Fiorina opposes abortion and favors overturning the Supreme Court’s Roe v. Wade decision. She does, however, allow for exceptions in cases of rape or incest. On gay rights, she says she voted in 2008 in support of California’s Proposition 8, which banned same-sex marriage in the state until it was struck down in the courts. At the same time, she does favor civil unions, and would extend government benefits to same-sex couples bound by them.

In 2008, Fiorina was diagnosed with breast cancer and underwent chemotherapy, radiation therapy, and a double mastectomy. Now cancer-free, she lives in Northern Virginia with her second husband, Frank, a former AT&T executive whom she married in 1985.
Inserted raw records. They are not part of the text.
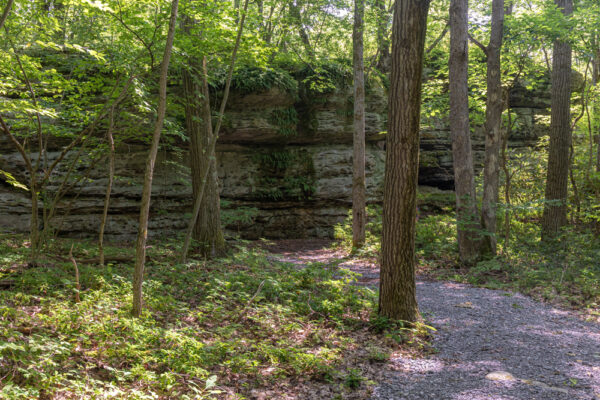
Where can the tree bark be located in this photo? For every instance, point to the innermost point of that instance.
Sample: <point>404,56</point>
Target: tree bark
<point>596,102</point>
<point>140,248</point>
<point>555,208</point>
<point>397,297</point>
<point>5,13</point>
<point>111,175</point>
<point>207,230</point>
<point>214,135</point>
<point>359,214</point>
<point>493,122</point>
<point>383,41</point>
<point>464,176</point>
<point>295,6</point>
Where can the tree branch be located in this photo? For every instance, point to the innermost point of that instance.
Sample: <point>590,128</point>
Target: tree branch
<point>5,12</point>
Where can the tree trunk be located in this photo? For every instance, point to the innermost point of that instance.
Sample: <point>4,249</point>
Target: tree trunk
<point>111,175</point>
<point>213,135</point>
<point>207,230</point>
<point>359,214</point>
<point>295,6</point>
<point>140,248</point>
<point>555,208</point>
<point>5,12</point>
<point>383,41</point>
<point>397,297</point>
<point>464,180</point>
<point>493,122</point>
<point>596,102</point>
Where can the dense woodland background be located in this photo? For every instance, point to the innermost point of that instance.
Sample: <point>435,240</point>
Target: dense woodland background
<point>206,123</point>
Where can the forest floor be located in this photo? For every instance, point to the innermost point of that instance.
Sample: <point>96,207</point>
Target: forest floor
<point>489,344</point>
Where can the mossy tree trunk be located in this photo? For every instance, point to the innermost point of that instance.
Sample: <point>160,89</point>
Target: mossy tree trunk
<point>464,177</point>
<point>383,41</point>
<point>397,295</point>
<point>140,248</point>
<point>207,230</point>
<point>555,208</point>
<point>493,122</point>
<point>359,214</point>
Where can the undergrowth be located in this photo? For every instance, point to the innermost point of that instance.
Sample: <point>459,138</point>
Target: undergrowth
<point>564,271</point>
<point>217,329</point>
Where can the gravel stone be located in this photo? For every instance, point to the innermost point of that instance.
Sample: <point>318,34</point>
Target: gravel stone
<point>550,353</point>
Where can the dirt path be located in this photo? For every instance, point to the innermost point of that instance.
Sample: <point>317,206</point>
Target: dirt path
<point>491,344</point>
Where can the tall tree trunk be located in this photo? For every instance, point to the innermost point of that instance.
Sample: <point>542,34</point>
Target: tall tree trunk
<point>596,102</point>
<point>358,164</point>
<point>397,297</point>
<point>140,248</point>
<point>464,176</point>
<point>111,175</point>
<point>5,12</point>
<point>383,41</point>
<point>555,208</point>
<point>493,122</point>
<point>207,230</point>
<point>213,135</point>
<point>296,14</point>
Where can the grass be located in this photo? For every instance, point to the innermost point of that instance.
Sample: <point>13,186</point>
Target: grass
<point>222,329</point>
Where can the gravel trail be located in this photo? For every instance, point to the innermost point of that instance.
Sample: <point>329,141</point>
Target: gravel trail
<point>490,344</point>
<point>537,352</point>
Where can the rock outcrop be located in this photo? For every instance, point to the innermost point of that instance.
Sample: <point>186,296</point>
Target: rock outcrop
<point>285,167</point>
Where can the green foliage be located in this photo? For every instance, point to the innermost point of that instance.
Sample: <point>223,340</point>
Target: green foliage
<point>326,76</point>
<point>237,216</point>
<point>248,80</point>
<point>285,175</point>
<point>286,120</point>
<point>206,325</point>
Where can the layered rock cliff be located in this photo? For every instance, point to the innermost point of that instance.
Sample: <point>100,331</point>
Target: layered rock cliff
<point>285,168</point>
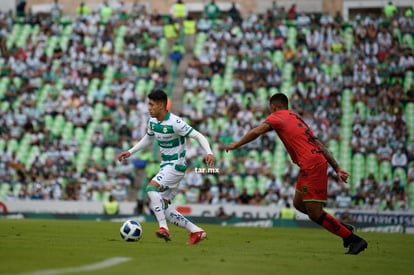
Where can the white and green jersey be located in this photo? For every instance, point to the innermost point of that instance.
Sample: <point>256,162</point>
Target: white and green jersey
<point>170,134</point>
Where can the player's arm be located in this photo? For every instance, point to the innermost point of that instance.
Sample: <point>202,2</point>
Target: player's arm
<point>342,174</point>
<point>250,136</point>
<point>202,140</point>
<point>144,142</point>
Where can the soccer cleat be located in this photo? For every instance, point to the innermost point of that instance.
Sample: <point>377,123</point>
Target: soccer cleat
<point>196,237</point>
<point>351,228</point>
<point>163,233</point>
<point>357,245</point>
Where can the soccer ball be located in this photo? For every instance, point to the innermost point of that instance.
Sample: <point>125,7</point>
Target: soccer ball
<point>131,231</point>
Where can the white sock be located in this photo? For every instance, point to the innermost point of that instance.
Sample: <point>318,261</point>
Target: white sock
<point>157,206</point>
<point>178,219</point>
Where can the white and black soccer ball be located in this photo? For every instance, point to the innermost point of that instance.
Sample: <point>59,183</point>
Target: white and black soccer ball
<point>131,231</point>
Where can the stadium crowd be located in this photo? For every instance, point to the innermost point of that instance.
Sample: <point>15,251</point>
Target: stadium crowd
<point>73,94</point>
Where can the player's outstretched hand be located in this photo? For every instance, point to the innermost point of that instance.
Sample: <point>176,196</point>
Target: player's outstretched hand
<point>210,160</point>
<point>231,146</point>
<point>342,175</point>
<point>123,155</point>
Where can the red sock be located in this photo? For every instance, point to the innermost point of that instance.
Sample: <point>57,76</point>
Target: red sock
<point>333,225</point>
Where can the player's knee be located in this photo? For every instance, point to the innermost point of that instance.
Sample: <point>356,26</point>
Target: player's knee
<point>151,188</point>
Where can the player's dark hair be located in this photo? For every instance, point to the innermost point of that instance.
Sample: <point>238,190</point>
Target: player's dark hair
<point>279,99</point>
<point>158,96</point>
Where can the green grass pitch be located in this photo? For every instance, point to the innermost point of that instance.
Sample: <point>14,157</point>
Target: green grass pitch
<point>39,246</point>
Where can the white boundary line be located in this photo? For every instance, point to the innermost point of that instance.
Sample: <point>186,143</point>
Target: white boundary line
<point>99,265</point>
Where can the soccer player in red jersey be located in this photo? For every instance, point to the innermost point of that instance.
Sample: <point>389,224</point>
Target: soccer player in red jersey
<point>312,156</point>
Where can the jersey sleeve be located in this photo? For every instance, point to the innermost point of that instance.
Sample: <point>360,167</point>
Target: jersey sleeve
<point>150,132</point>
<point>274,121</point>
<point>182,128</point>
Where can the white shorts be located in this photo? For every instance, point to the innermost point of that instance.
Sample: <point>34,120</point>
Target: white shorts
<point>169,179</point>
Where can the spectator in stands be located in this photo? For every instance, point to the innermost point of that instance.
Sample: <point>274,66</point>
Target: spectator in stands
<point>56,10</point>
<point>234,13</point>
<point>83,10</point>
<point>399,159</point>
<point>390,10</point>
<point>179,11</point>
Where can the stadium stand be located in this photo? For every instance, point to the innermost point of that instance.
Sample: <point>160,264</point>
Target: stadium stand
<point>73,94</point>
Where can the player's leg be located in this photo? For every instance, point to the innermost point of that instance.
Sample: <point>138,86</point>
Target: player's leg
<point>298,202</point>
<point>197,234</point>
<point>312,187</point>
<point>157,206</point>
<point>165,179</point>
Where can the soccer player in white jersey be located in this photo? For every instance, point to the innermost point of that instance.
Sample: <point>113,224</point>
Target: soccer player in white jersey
<point>170,131</point>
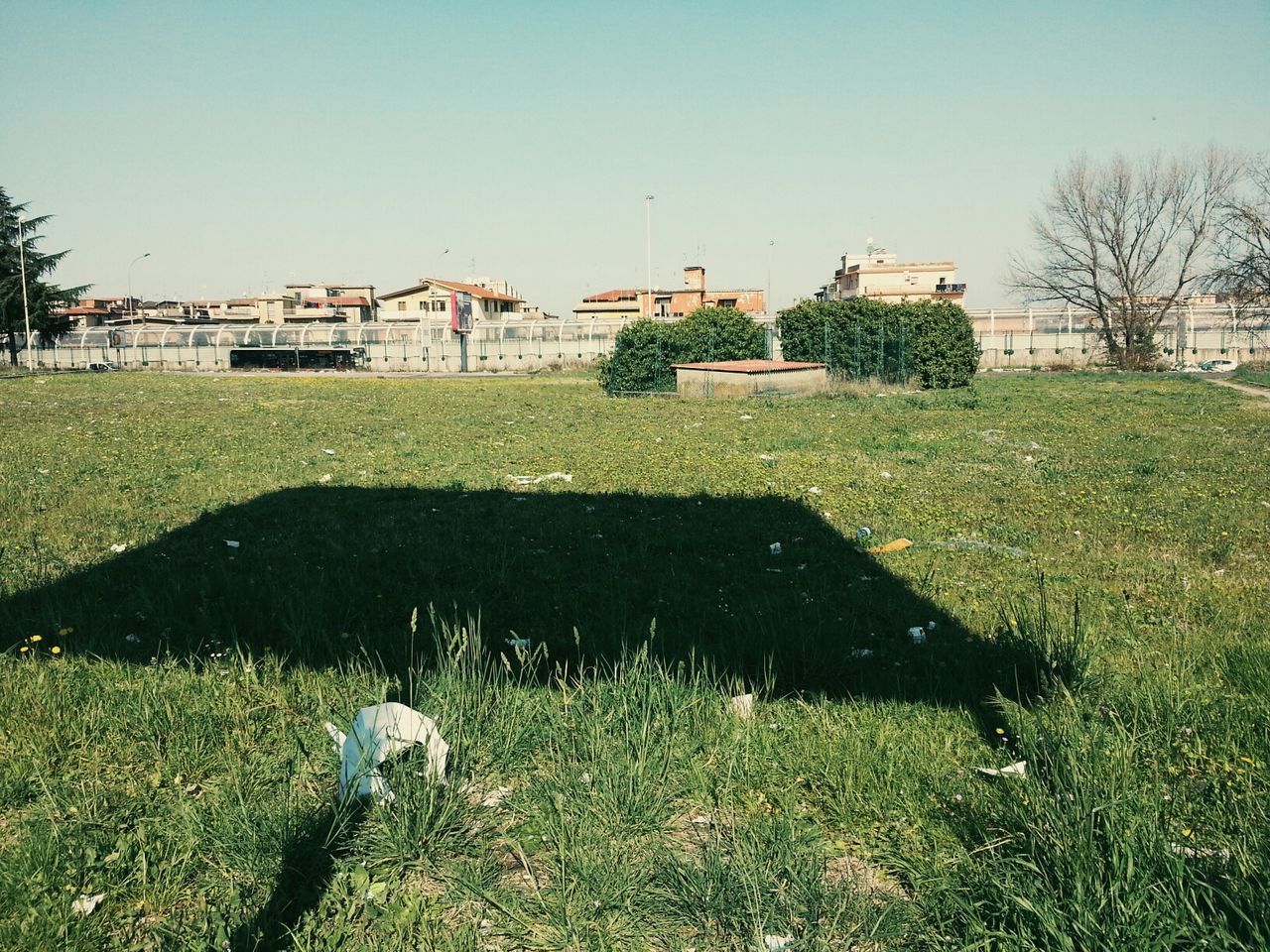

While Fiorina has no biological children of her own, she helped raise Frank’s two daughters from a previous marriage.

The author of two memoirs, 2007’s “Hard Choices,” and 2015’s “Rising to the Challenge: My Leadership Journey,” Fiorina was born in Austin, Texas, before going on to high school in London, England, and Durham, N.C.

She holds a bachelor’s degree in philosophy and medieval history from Stanford University, an MBA in marketing from the Robert H. Smith School of Business at the University of Maryland-College Park, and a master’s of science in management from the MIT Sloan School of Management.

Fiorina thus far has polled in the low to middle ranks of potential GOP candidates. A Bloomberg Politics national poll in April found that 7 percent of Republicans or independents said they would seriously consider supporting her, while an additional 31 percent said they might consider her. But 35 percent said they would never consider supporting her candidacy.